«Du coronavirus au corpus de la planification d’urgence…»

«Du coronavirus au corpus de la planification d’urgence…»

Nos routines, nos habitudes, nos « métro-boulot-dodo » ont été, c’est le moins que l’on puisse dire, complètement bousculés par cette pandémie qui a fait irruption dans nos vies il y a seulement quelques semaines… De nouvelles normalités se mettent donc en place tout doucement, ici et là avec cependant de grandes différences selon les situations familiales, sociales, professionnelles ou encore de genre. Ce n’est pas ce virus qui lissera les inégalités de toutes sortes qui peuplent nos sociétés…

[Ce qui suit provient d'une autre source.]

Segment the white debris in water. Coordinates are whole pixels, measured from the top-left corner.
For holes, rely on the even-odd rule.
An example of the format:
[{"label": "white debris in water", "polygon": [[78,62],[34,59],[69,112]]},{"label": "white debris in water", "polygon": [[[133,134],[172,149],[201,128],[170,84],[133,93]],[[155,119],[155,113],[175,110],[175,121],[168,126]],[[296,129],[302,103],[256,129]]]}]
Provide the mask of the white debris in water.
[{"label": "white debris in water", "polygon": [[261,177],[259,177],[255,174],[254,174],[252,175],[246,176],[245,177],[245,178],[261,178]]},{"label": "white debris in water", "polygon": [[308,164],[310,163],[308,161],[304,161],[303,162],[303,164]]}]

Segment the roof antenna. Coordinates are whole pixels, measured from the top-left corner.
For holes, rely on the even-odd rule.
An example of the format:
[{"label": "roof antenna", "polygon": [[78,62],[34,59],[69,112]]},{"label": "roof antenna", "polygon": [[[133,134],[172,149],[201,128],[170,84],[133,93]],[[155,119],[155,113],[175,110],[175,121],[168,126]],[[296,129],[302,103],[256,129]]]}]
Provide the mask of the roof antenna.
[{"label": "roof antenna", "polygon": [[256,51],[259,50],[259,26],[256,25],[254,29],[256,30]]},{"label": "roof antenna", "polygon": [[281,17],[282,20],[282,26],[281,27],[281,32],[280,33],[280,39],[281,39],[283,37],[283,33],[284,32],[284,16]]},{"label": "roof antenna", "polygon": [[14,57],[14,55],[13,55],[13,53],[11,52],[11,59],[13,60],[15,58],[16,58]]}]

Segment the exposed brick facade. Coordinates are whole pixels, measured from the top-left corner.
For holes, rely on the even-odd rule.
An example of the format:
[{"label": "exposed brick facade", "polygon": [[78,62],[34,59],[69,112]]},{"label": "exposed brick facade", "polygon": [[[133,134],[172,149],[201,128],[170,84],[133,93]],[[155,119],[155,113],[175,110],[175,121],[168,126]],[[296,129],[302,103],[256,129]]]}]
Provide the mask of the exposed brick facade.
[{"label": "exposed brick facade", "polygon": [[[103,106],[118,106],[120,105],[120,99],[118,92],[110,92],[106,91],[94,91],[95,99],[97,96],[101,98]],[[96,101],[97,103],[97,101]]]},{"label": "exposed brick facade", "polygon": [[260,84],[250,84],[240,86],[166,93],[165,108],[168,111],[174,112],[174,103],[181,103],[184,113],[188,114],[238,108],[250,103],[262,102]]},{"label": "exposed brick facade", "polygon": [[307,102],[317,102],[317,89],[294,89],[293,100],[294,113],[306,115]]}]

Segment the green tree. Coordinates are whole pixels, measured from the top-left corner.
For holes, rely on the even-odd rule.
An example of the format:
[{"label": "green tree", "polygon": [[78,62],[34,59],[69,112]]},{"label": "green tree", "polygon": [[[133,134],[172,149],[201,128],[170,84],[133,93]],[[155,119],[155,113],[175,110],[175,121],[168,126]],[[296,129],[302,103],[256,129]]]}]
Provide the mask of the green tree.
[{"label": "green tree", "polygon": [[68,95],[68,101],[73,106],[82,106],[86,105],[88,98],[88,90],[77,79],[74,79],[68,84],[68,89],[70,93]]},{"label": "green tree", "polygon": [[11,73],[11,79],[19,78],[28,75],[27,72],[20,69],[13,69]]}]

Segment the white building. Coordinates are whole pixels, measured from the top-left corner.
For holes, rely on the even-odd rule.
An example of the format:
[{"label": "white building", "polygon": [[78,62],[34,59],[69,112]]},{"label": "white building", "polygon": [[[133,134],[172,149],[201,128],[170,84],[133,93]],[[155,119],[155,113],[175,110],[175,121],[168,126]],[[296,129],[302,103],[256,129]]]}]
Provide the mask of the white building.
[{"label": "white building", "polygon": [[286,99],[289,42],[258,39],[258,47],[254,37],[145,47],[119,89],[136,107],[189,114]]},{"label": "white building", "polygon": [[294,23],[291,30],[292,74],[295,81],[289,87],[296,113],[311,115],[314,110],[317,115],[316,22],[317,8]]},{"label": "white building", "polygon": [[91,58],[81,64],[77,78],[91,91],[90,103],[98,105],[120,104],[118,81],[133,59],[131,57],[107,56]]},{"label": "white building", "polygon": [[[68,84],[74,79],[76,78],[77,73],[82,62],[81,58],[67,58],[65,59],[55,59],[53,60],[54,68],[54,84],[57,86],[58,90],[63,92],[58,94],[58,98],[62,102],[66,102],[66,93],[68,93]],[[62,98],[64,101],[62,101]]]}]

Ce n’est pourtant pas l’irruption du virus et son impact sur notre quotidien – la situation de crise – qui devrait nous surprendre. Ce qui est étonnant, et ce qui mérite une réflexion plus approfondie, c’est le fait que la possibilité d’une telle crise était prévue et préparée depuis plusieurs années. Et pourtant, nous nous sommes laissés surprendre à plusieurs égards.

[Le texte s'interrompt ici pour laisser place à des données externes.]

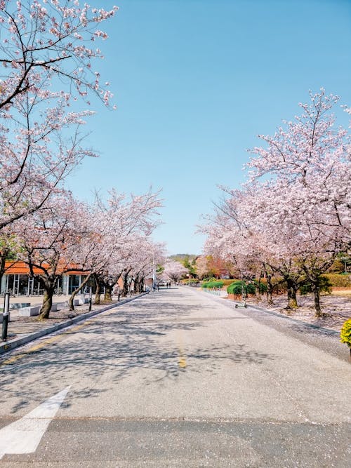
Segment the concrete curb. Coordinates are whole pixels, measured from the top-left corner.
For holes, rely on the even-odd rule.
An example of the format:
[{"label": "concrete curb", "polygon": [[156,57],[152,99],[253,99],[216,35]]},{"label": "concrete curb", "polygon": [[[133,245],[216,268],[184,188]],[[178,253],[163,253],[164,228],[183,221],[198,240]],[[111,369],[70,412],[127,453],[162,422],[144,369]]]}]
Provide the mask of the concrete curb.
[{"label": "concrete curb", "polygon": [[[199,291],[201,292],[201,291]],[[215,300],[222,300],[224,299],[223,296],[218,296],[216,295],[210,294],[208,295],[208,297],[211,297],[215,299]],[[238,301],[232,301],[231,302],[226,302],[226,305],[232,308],[232,305],[235,307],[235,304],[240,304]],[[325,327],[321,327],[318,325],[313,325],[312,323],[308,323],[307,322],[303,322],[302,320],[298,320],[297,319],[293,319],[293,317],[289,317],[287,315],[284,315],[284,314],[279,314],[279,312],[274,312],[272,310],[267,310],[267,309],[263,309],[263,307],[259,307],[257,305],[252,305],[251,304],[247,304],[247,307],[245,310],[248,311],[249,309],[254,309],[260,312],[263,312],[265,314],[267,314],[268,315],[274,315],[276,317],[279,317],[280,319],[284,319],[285,320],[288,320],[289,321],[293,322],[293,323],[297,323],[298,325],[301,325],[304,327],[308,327],[309,328],[313,328],[314,330],[316,330],[317,331],[320,331],[321,333],[324,333],[324,335],[336,335],[336,336],[339,336],[340,335],[340,332],[336,331],[336,330],[332,330],[331,328],[326,328]]]},{"label": "concrete curb", "polygon": [[117,302],[117,304],[111,304],[111,305],[107,305],[105,307],[99,309],[98,310],[92,310],[91,312],[87,312],[86,314],[82,314],[81,315],[79,315],[77,317],[74,317],[73,319],[70,319],[64,322],[61,322],[60,323],[56,323],[55,325],[53,325],[50,327],[48,327],[47,328],[44,328],[44,330],[39,330],[39,331],[34,332],[33,333],[29,333],[29,335],[27,335],[26,336],[24,336],[22,338],[15,338],[15,340],[11,340],[10,341],[7,341],[0,345],[0,354],[3,354],[4,353],[8,352],[8,351],[12,351],[12,349],[15,349],[19,346],[22,346],[22,345],[25,345],[26,343],[29,343],[29,342],[34,341],[37,338],[40,338],[42,336],[45,336],[46,335],[50,335],[50,333],[53,333],[53,332],[58,331],[58,330],[61,330],[62,328],[65,328],[71,325],[77,323],[77,322],[80,322],[83,320],[86,320],[87,319],[90,319],[90,317],[92,317],[94,315],[102,314],[102,312],[105,312],[106,311],[110,310],[110,309],[118,307],[120,305],[123,305],[124,304],[130,302],[132,300],[135,300],[135,299],[139,299],[140,297],[143,297],[143,296],[146,295],[147,294],[148,294],[148,293],[143,293],[143,294],[140,294],[138,296],[134,297],[127,297],[126,299],[124,299],[119,302]]}]

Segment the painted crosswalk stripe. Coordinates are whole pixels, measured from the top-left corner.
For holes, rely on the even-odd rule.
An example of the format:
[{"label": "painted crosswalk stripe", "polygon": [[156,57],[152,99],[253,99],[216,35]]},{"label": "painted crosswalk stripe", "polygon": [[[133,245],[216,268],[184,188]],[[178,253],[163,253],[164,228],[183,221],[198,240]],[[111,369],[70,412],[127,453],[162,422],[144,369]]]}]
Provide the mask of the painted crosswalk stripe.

Une professionnalisation de la gestion de crise

Il ne fait aucun doute qu’en Belgique, on est préparé à la gestion de crise. La planification d’urgence s’est fortement développée ces dernières années dans notre pays depuis l’Arrêté Royal de 2006, récemment mis à jour le 22 mai 2019 à la suite des attentats terroristes de Bruxelles et de Zaventem. La culture de la gestion de crise et de la planification d’urgence consiste à identifier les risques présents sur le territoire et à penser l’impensable pour faire en sorte de coordonner les moyens afin de réduire le temps de l’urgence collective. Il s’agit de développer des scénarios (qui peuvent être plus ou moins catastrophistes) afin de nous exercer, non pas à suivre le plan tel qu’il est écrit, mais à répondre à cette part toujours prégnante dans une crise qui est l’imprévisibilité. En planifiant, nous nous exerçons collectivement à la coordination des moyens et donc au renforcement des compétences et au développement des réponses efficaces. Des « coordinateurs planu » travaillent d’arrache-pied dans chaque commune belge afin d’établir les plans d’urgence rendus obligatoires depuis 2006. Les gouverneurs des provinces disposent d’une équipe en charge de la planification d’urgence et jouent un rôle crucial en termes de coordination. Au niveau national, le centre de crise national, né en 1988 (à la suite du drame du Heysel) établit la liste des risques prioritaires pour le niveau national ; analyse des risques et développe des outils digitaux (comme le développement de l’ICMS – incident crisis management system qui permet l’échange d’information entre les différents niveaux de pouvoirs impliqués). Le centre de crise national a également développé un service de communication de crise qui a reçu plusieurs prix internationaux et qui est très présent dans la gestion de la crise actuelle. La Belgique a donc investi dans l’infrastructure de communication de crise : un centre de crise bien rodé et un centre d’expertise fédéral non contesté (regroupement dans Sciensano, avec une forte proximité aux universités) et un processus de gestion de la décision bien distribué entre les lieux de construction de l’information (Risk Management Group) et le groupe stratégique politique (Conseil National de Sécurité).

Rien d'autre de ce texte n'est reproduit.